Jakarta, Technology-Indonesia.com – Berdasarkan data dari Kementerian Kesehatan, proporsi status gizi sangat pendek dan pendek pada balita Indonesia berada di angka 30,8% pada 2018. Status gizi sangat pendek dan pendek ini menimbulkan masalah stunting (kekerdilan) yakni masalah gizi kronis dengan indikasi tinggi badan tidak optimal. Di sisi lain, prevalensi diabetes naik dari 6,9% menjadi 8,5%.
Yuly Astuti dari Pusat Penelitian Kependudukan, Lembaga Ilmu Pengetahuan Indonesia (LIPI) mengatakan tingginya prevalensi stunting di Indonesia bukan perkara mudah untuk diselesaikan. Perlu upaya perbaikan yang bertujuan untuk mencegah dan mengurangi gangguan secara langsung (intervensi gizi spesifik) serta upaya untuk mencegah dan mengurangi gangguan secara tidak langsung (intervensi sensitif).
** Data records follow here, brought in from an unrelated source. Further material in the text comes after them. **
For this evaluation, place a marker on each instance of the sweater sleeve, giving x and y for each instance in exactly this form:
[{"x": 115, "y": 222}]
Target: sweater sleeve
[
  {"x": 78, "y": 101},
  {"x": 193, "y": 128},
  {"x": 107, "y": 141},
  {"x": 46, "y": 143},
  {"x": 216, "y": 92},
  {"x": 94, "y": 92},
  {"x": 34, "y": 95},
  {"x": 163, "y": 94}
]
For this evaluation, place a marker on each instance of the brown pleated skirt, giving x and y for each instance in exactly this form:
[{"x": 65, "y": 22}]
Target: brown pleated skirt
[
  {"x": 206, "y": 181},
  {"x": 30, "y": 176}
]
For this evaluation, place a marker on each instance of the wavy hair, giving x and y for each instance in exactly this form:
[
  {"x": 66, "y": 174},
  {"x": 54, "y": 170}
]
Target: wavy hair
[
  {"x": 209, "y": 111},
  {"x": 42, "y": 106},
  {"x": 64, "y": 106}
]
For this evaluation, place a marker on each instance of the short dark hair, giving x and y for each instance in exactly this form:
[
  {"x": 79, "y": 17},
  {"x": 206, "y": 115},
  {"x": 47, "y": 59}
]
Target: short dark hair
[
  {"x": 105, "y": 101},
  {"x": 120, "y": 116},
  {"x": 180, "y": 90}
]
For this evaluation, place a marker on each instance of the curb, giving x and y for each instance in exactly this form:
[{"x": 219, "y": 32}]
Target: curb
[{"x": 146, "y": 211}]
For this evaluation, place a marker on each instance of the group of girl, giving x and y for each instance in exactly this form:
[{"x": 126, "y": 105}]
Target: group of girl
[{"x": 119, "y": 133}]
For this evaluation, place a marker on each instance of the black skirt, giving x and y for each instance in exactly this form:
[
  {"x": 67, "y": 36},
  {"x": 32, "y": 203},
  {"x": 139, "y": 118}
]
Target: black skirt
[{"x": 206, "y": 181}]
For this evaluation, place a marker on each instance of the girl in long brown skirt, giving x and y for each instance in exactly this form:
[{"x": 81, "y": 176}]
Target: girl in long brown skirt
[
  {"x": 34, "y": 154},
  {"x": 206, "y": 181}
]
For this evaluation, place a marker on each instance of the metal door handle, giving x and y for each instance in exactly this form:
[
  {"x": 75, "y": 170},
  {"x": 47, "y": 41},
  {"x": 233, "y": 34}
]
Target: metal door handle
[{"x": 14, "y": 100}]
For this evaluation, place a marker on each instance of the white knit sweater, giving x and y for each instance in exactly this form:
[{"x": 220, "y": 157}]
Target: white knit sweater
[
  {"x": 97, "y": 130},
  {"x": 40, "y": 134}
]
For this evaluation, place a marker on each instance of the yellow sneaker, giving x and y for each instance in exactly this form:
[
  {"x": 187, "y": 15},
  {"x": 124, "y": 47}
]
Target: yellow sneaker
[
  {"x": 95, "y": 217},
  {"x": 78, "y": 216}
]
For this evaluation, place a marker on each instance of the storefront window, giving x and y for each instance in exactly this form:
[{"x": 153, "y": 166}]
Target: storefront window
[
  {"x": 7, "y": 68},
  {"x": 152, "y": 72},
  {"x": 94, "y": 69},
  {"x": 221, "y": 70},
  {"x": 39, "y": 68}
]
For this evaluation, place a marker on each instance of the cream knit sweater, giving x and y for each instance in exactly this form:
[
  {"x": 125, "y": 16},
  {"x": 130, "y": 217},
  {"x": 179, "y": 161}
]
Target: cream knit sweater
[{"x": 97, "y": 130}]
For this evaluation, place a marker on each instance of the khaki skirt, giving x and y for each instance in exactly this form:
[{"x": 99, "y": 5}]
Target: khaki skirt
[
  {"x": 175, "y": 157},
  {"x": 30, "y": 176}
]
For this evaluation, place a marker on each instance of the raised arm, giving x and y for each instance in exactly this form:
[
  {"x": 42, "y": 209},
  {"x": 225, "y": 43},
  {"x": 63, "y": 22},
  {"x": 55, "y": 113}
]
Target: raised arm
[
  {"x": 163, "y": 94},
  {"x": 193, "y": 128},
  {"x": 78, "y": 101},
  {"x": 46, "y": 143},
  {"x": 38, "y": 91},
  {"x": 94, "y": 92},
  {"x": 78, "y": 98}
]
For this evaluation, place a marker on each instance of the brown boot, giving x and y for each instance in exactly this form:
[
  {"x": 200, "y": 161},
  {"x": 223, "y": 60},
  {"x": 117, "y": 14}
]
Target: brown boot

“Intervensi gizi spesifik umumnya dilakukan di sektor kesehatan dan ditujukan kepada ibu hamil serta anak dalam 1.000 Hari Pertama Kehidupan. Namun, intervensi ini hanya berkontribusi sebesar 30% untuk penurunan stunting,” jelas Yuly dalam Media Briefing Hari Gizi dengan topik “Penurunan Prevelensi Stunting dan Diabetes melalui Nutrisi dari Pangan Lokal” di Jakarta pada Kamis (28/2/2018).
Yuly menjelaskan, kontribusi 70% lainnya berupa intervensi gizi sensitif yang melibatkan berbagai sektor di luar sektor kesehatan, seperti ketahanan pangan, ketersediaan air bersih dan sanitasi, penanggulangan kemiskinan, pendidikan, sosial, dan sebagainya. Sasaran dari intervensi gizi spesifik adaah masyarakat umum, tidak khusus untuk sasaran 1.000 Hari Pertama Kehidupan.
Penyebab anak mengalami stunting (kekerdilan), papar Yuly, antara lain karena faktor gizi buruk yang dialami oleh ibu hamil maupun anak balita, kurangnya pengetahuan ibu mengenai/ kesehatan dan gizi sebelum dan pada masa kehamilan serta setelah ibu melahirkan, dan masih kurangnya akses kepada makanan bergizi karena makanan bergizi di Indonesia masih tergolong mahal.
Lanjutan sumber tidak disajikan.